Y no es que compartir o usar tecnología sea algo negativo. La historia del progreso humano es también la historia de nuestras herramientas. El problema surge cuando olvidamos que toda herramienta transforma no solo lo que hacemos, sino lo que somos. Si antes la fotografía nos enseñaba a mirar, hoy los algoritmos nos enseñan —o nos dictan— qué mirar. Hemos desplazado la frontera de la intimidad hacia lo público. Lo que antes era privado —nuestras conversaciones, emociones o intereses— ahora circula en plataformas que convierten la experiencia humana en datos procesables. Ese volumen de información permite que hoy en día, las máquinas produzcan contenidos que imitan la creatividad humana.

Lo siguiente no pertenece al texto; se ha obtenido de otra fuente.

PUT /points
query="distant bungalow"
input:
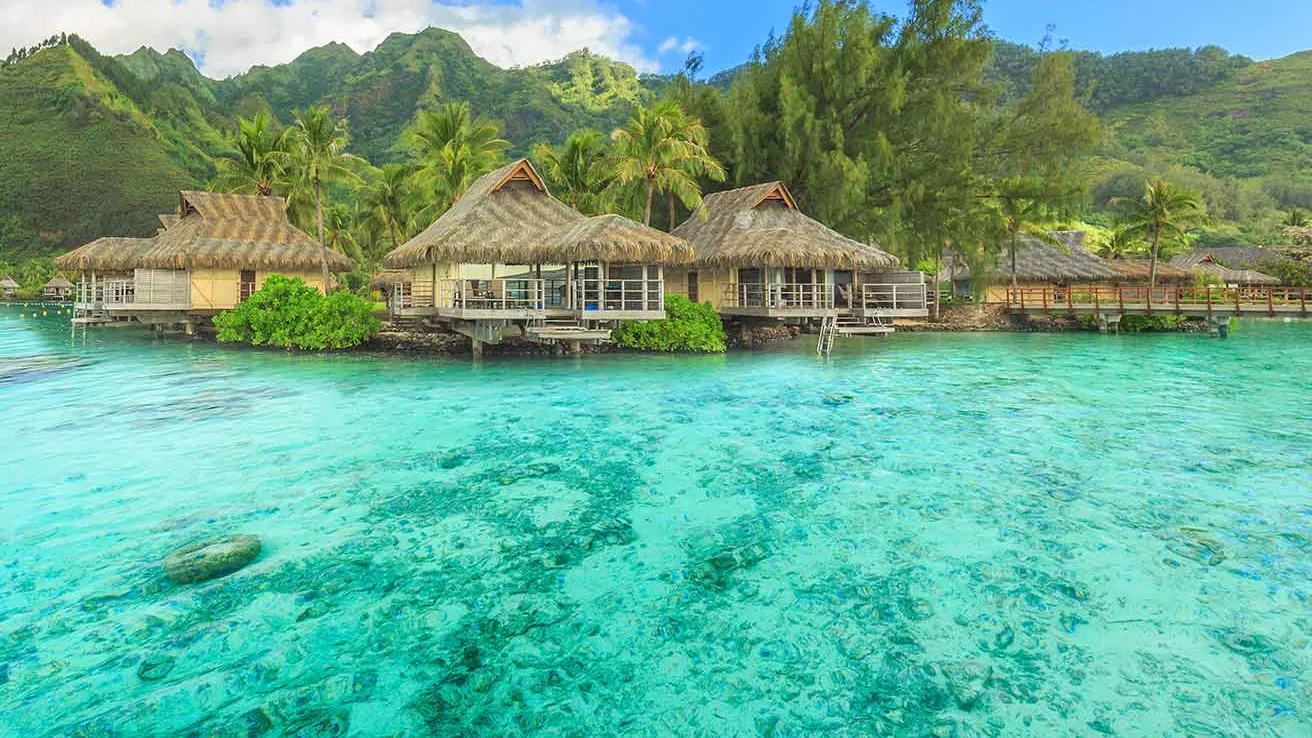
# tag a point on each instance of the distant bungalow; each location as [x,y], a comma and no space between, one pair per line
[758,258]
[207,258]
[1230,265]
[58,288]
[1037,264]
[598,269]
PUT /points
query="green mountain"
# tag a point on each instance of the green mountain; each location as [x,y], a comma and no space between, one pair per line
[102,143]
[99,145]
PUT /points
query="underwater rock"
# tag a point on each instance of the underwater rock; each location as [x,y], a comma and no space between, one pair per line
[966,682]
[155,667]
[256,722]
[211,558]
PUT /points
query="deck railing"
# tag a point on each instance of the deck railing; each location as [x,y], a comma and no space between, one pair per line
[895,297]
[619,296]
[411,294]
[1163,298]
[148,288]
[493,294]
[779,296]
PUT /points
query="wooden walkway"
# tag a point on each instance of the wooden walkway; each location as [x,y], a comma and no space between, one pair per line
[1190,301]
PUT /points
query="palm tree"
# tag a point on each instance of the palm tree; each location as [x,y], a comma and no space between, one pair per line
[1123,240]
[453,149]
[1164,210]
[1021,216]
[664,150]
[257,164]
[316,152]
[579,171]
[390,200]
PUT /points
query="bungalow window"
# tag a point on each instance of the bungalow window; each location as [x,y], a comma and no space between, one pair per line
[247,285]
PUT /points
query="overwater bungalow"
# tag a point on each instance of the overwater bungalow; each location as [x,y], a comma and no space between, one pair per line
[511,260]
[758,258]
[1037,265]
[217,252]
[58,288]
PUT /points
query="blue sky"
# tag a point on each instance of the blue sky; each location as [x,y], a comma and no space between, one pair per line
[227,37]
[1261,29]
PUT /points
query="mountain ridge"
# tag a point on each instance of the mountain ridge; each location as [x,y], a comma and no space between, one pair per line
[158,109]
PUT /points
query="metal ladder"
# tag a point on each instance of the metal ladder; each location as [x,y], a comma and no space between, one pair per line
[828,331]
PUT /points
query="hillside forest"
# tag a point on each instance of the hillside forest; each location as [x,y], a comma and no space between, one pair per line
[920,133]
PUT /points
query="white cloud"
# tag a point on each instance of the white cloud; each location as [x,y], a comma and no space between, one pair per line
[673,42]
[227,37]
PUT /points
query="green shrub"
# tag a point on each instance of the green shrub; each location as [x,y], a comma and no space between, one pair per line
[1151,323]
[291,314]
[688,328]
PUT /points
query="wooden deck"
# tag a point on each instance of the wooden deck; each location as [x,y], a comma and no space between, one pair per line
[1189,301]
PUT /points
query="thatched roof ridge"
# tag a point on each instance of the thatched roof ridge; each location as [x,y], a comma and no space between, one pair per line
[1205,263]
[222,205]
[104,251]
[501,219]
[1239,256]
[232,231]
[1038,261]
[761,226]
[613,239]
[1136,271]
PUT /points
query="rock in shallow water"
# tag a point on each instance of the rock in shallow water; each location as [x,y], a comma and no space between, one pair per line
[211,558]
[154,667]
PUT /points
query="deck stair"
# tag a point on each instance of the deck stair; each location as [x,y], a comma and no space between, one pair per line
[835,326]
[564,330]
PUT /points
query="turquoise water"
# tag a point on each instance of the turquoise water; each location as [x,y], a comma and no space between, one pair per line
[949,536]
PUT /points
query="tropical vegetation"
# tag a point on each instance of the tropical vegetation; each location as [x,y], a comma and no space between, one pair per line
[920,131]
[689,327]
[287,313]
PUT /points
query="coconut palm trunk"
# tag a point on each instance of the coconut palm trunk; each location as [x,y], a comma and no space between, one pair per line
[319,221]
[1016,282]
[651,196]
[1152,259]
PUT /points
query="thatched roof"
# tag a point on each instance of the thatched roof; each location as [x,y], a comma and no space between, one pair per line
[232,231]
[1037,261]
[1236,256]
[501,219]
[1136,271]
[1203,261]
[761,226]
[613,239]
[102,251]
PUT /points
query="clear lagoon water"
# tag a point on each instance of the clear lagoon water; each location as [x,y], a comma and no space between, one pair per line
[940,536]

La educación tiene aquí un papel crucial. El verdadero desafío de esta era no es tecnológico, sino ético. No se trata de dejar de usar redes o aplicaciones, sino de reconstruir nuestra conciencia digital para comprender qué compartimos y por qué lo hacemos. Formar ciudadanos que entiendan el valor de la información, que sean críticos frente a los algoritmos y responsables con los datos que generan o entregan a cambio de unos likes. Lo impresionante de esta revolución no es solo la capacidad de las máquinas, sino a mirarnos en un espejo y preguntarnos: ¿qué parte de nuestra humanidad estamos dispuestos a digitalizar? ¿Y qué parte queremos preservar fuera del algoritmo?

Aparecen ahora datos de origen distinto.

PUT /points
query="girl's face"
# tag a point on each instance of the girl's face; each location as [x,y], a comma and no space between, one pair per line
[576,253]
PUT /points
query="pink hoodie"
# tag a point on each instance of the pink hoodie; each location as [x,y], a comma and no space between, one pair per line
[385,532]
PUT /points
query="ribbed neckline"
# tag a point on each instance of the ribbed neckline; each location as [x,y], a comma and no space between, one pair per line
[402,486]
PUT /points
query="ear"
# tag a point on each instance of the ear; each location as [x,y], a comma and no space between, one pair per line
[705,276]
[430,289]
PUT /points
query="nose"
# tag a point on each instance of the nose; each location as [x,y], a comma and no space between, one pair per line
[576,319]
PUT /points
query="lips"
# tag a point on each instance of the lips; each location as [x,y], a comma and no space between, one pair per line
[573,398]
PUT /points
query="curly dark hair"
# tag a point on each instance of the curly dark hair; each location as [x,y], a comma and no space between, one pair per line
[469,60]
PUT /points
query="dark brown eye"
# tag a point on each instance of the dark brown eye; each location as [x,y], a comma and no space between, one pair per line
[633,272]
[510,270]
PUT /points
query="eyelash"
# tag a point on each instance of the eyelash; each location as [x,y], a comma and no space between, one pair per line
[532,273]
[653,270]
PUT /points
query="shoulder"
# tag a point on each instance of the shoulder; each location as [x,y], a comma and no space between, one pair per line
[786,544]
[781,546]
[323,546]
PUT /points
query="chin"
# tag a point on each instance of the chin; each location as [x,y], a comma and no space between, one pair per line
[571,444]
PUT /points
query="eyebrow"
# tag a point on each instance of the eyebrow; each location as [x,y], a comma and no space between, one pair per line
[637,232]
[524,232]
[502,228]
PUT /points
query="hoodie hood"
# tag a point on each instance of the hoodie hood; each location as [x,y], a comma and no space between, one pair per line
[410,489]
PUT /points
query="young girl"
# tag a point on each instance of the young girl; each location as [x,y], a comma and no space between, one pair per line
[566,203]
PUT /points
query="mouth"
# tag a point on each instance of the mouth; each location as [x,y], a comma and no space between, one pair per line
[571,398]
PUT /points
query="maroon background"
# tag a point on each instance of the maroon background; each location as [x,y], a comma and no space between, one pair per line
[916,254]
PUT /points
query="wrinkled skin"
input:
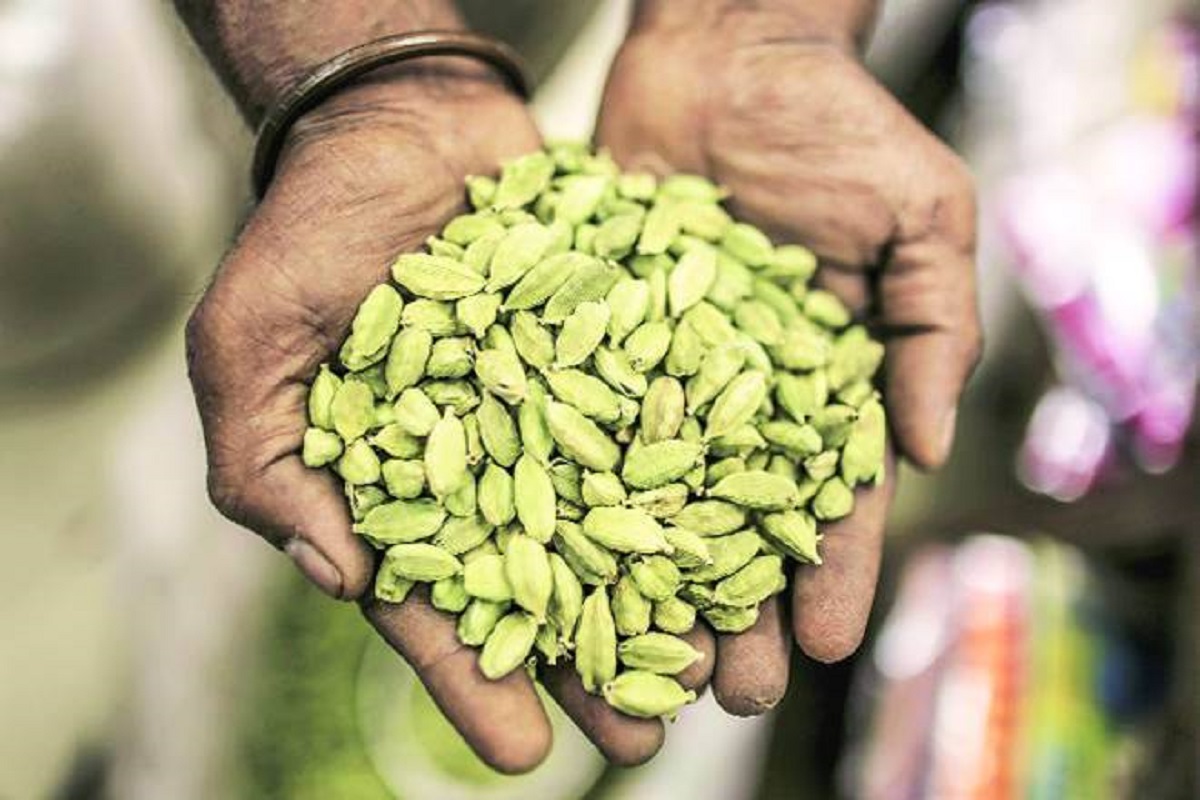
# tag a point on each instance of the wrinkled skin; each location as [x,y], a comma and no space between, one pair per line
[815,151]
[827,158]
[367,175]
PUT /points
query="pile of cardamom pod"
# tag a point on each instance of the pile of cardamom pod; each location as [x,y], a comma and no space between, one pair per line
[594,409]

Al final, la inteligencia artificial no escribe el futuro por sí misma: lo escribimos nosotros, con cada clic, cada palabra y cada imagen o audio que subimos al mundo digital. Entender cómo llegamos hasta aquí nos permite tomar decisiones más conscientes sobre hacia dónde queremos ir. El futuro no depende solo del desarrollo de nuevas inteligencias artificiales, sino de cómo elegimos convivir con ellas. Tal vez lo más humano sea aquello que no deba convertirse en dato. Y esa elección comienza con una pregunta simple pero poderosa: ¿Qué más regalamos —sin darnos cuenta— cada vez que compartimos algo en línea?

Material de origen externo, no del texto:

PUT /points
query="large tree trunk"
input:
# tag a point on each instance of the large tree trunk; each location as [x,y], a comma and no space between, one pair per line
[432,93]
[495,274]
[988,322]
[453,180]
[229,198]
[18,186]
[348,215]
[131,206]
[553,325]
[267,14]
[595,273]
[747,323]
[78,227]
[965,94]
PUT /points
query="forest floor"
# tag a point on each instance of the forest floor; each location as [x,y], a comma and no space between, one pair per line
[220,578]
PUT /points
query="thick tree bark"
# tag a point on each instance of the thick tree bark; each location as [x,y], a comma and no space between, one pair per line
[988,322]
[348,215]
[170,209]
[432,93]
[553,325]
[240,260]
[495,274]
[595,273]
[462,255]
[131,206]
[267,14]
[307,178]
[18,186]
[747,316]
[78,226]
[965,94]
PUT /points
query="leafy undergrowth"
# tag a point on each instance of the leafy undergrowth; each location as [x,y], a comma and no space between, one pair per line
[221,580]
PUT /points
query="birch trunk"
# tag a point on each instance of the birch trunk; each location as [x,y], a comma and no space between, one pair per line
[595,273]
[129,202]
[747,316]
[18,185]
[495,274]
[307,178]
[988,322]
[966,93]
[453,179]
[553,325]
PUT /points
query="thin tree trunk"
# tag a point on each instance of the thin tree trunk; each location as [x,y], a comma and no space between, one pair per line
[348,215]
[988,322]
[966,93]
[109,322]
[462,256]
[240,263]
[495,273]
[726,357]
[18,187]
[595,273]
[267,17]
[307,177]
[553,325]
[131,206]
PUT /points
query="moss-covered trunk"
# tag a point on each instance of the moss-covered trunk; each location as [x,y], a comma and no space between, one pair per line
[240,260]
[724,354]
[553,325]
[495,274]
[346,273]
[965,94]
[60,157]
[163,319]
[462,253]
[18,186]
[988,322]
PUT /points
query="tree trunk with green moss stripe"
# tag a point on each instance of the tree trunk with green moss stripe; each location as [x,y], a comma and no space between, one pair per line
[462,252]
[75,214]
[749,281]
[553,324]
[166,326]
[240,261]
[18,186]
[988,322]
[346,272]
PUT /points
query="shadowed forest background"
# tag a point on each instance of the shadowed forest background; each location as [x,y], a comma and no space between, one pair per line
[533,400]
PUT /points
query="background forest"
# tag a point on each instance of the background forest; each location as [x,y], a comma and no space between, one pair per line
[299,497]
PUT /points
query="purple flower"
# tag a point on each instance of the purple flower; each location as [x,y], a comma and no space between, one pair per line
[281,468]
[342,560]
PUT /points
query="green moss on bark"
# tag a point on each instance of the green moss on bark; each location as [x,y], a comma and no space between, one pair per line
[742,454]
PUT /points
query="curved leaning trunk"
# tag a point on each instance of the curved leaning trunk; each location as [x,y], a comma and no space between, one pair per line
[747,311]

Nota: La Inteligencia Artificial (IA) es un campo amplio de la computación que busca que las máquinas realicen tareas que normalmente requieren inteligencia humana. Dentro de ella, el Machine Learning o aprendizaje automático es una subárea que permite a los sistemas aprender de los datos sin ser programados explícitamente. Y dentro del Machine Learning, el Deep Learning o aprendizaje profundo utiliza redes neuronales con muchas capas para reconocer patrones complejos. En resumen: IA > ML > DL. Lo más popular hoy en día (ChatGPT, Midjourney, Gemini, Claude, etc.) pertenece a la categoría de Deep Learning, pero la IA abarca mucho más.